A Mormon voiced the best of the Baptist tradition on the separation of church and state in the first Republican presidential TV debate last night.
Asked about the denial of communion to pro-abortion-rights politicians by Roman Catholic clergy, former Massachusetts Gov. Mitt Romney answered as a public official, with nothing to say to church hierarchy.
“Roman Catholic bishops are in a private institution of religion,” Romney said during the 90-minute debate hosted by MSNBC at the Ronald Reagan Presidential Library. “They can do whatever they want in a religion. I can’t imagine a government telling a church who can have communion in their church.”
“Separation of church and state has served us well in this country,” Romney said. “This is a nation, after all, that wants a leader that’s a person of faith, but we don’t choose our leaders based on which church they go to.”
Romney described America as a place that celebrates different faiths.
Another former governor, Mike Huckabee of Arkansas, said, “A person’s faith shouldn’t qualify or disqualify for public office.”
But Huckabee, a former Southern Baptist pastor and denominational leader, added, “We ought to be open and honest about it, and I think it [faith] does help explain who we are, what our value systems are, what makes us tick and what our processes are.”
Huckabee’s comment echoed faintly what some other leaders in the nation’s largest Protestant denomination, the Southern Baptist Convention, have said about Romney’s religious affiliation as disqualifying issue for political support.
Rudy Giuliani, a Catholic, framed the issue differently. He addressed faith in terms of morals, not theological orthodoxy.
“Neither party has a monopoly on virtue or vice,” said Giuliani. That position protects him from his own morally problematic marital history, while offering an honest rebuttal to the Christian Right’s claim that GOP stands for God’s Only Party.
Sam Brownback, one of the closest traveling companions to the Christian Right, repeated a tiresomely dishonest claim of fundamentalism.
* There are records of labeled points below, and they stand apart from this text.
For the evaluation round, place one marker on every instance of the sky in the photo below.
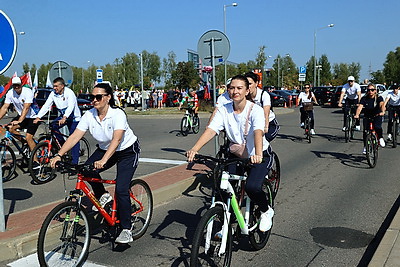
(78, 31)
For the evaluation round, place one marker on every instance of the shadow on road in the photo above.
(351, 160)
(15, 194)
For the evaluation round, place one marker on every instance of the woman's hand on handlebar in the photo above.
(191, 154)
(254, 159)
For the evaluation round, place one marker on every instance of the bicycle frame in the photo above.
(81, 186)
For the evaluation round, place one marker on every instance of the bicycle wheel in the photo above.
(142, 207)
(372, 150)
(184, 126)
(207, 240)
(43, 173)
(259, 239)
(84, 150)
(395, 132)
(274, 175)
(308, 129)
(196, 124)
(64, 237)
(8, 162)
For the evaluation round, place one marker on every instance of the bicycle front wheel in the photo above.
(142, 207)
(84, 150)
(196, 124)
(184, 126)
(259, 239)
(41, 171)
(8, 162)
(207, 240)
(372, 150)
(274, 175)
(64, 237)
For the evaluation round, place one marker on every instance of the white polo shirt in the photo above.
(103, 131)
(266, 101)
(351, 92)
(394, 100)
(66, 103)
(18, 101)
(234, 124)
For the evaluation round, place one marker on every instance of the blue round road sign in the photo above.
(8, 42)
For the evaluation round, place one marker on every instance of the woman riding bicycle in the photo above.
(117, 145)
(374, 110)
(393, 99)
(237, 118)
(305, 99)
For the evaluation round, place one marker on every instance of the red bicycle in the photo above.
(65, 235)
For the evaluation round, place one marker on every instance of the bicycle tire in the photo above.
(347, 130)
(84, 150)
(196, 124)
(200, 257)
(141, 197)
(64, 237)
(184, 126)
(395, 132)
(44, 173)
(274, 175)
(372, 150)
(8, 162)
(259, 239)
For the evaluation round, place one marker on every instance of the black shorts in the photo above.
(27, 124)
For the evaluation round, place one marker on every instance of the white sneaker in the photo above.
(104, 199)
(266, 220)
(124, 237)
(382, 142)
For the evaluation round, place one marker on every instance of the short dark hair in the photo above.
(252, 75)
(59, 80)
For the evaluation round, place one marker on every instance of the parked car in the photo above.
(323, 94)
(276, 100)
(287, 95)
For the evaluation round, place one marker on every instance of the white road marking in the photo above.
(163, 161)
(32, 261)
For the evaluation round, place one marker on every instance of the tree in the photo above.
(169, 65)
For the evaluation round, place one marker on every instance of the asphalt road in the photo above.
(329, 208)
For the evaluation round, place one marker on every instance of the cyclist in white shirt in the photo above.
(67, 105)
(352, 90)
(393, 99)
(306, 97)
(22, 99)
(117, 145)
(263, 99)
(233, 117)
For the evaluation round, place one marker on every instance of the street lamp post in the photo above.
(315, 47)
(225, 6)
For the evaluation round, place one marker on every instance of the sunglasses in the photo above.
(98, 97)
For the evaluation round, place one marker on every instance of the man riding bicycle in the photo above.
(22, 99)
(192, 102)
(374, 110)
(353, 92)
(393, 99)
“We’ve had 40 or 50 years now of trying to run faith out of the public square. And we’re a nation of faith,” he said. “We shouldn’t try to be running it out of the public square. We should invite it in and celebrate it.”
Candidates addressed different issues with a faith perspective.
Asked about global warming, Huckabee equivocated before saying: “I believe that even our responsibility to God means we have to be good stewards of the earth, be good caretakers of the natural resources that don’t belong to us. We just get to use them. We have no right to abuse them.”
One of the three program questioners asked if all candidates believed in evolution.
John McCain answered: “I believe in evolution. But I also believe that when I hike in the Grand Canyon and see a sunset that the hand of God is there, also.”
One of the strongest areas of disagreement was over stem cell research. McCain said he favors federal funding for stem cell research. Brownback said he opposes killing a human life to heal a human life. Others framed the issue similarly.
Most candidates offered the predictable anti-abortion position, save Giuliani, who said abortion is an issue of conscience. He said he hates abortion but respects a woman’s right to make a different choice. Romney offered an unconvincing explanation for his flip-flop on the abortion issue. Brownback said abortion is a central issue.
Candidates also sparred over how Congress handled the Terri Schiavo case, a tragic example of government intervention based on theology rather than medical evidence. McCain, Romney and Giuliani criticized the action by the Republican-controlled Congress and President Bush.
Nine of the 10 Republican presidential candidates have religious affiliations as Christians. One is a Mormon (Mitt Romney).
Sam Brownback, Rudy Giuliani and Tommy Thompson are Catholic. Mike Huckabee and Duncan Hunter are Baptists. Ron Paul has a generic affiliation as a Protestant. John McCain is an Episcopalian. Jim Gilmore is Methodist. Tom Tancredo is Presbyterian.
Almost all the candidates omit in their campaign biographies any reference to church membership or faith affiliations.
Huckabee does reference his being past president of the Arkansas Baptist State Convention. His failure to mention his attendance at Southwestern Baptist Theological Seminary in Fort Worth, Texas, is as odd as Romney’s lack of candor about his adherence to the Mormon faith.
MSNBC host Chris Matthews moderated the debate poorly, with a manic style that unfairly distributed time for answers.
The eight Democratic candidates’ religious affiliation includes four Catholics (Joe Biden, Chris Dodd, Dennis Kucinich and Bill Richardson), three Protestants (Hillary Clinton, John Edwards and Barack Obama) and one Unitarian (Mike Gravel).
Robert Parham is executive director of the Baptist Center for Ethics.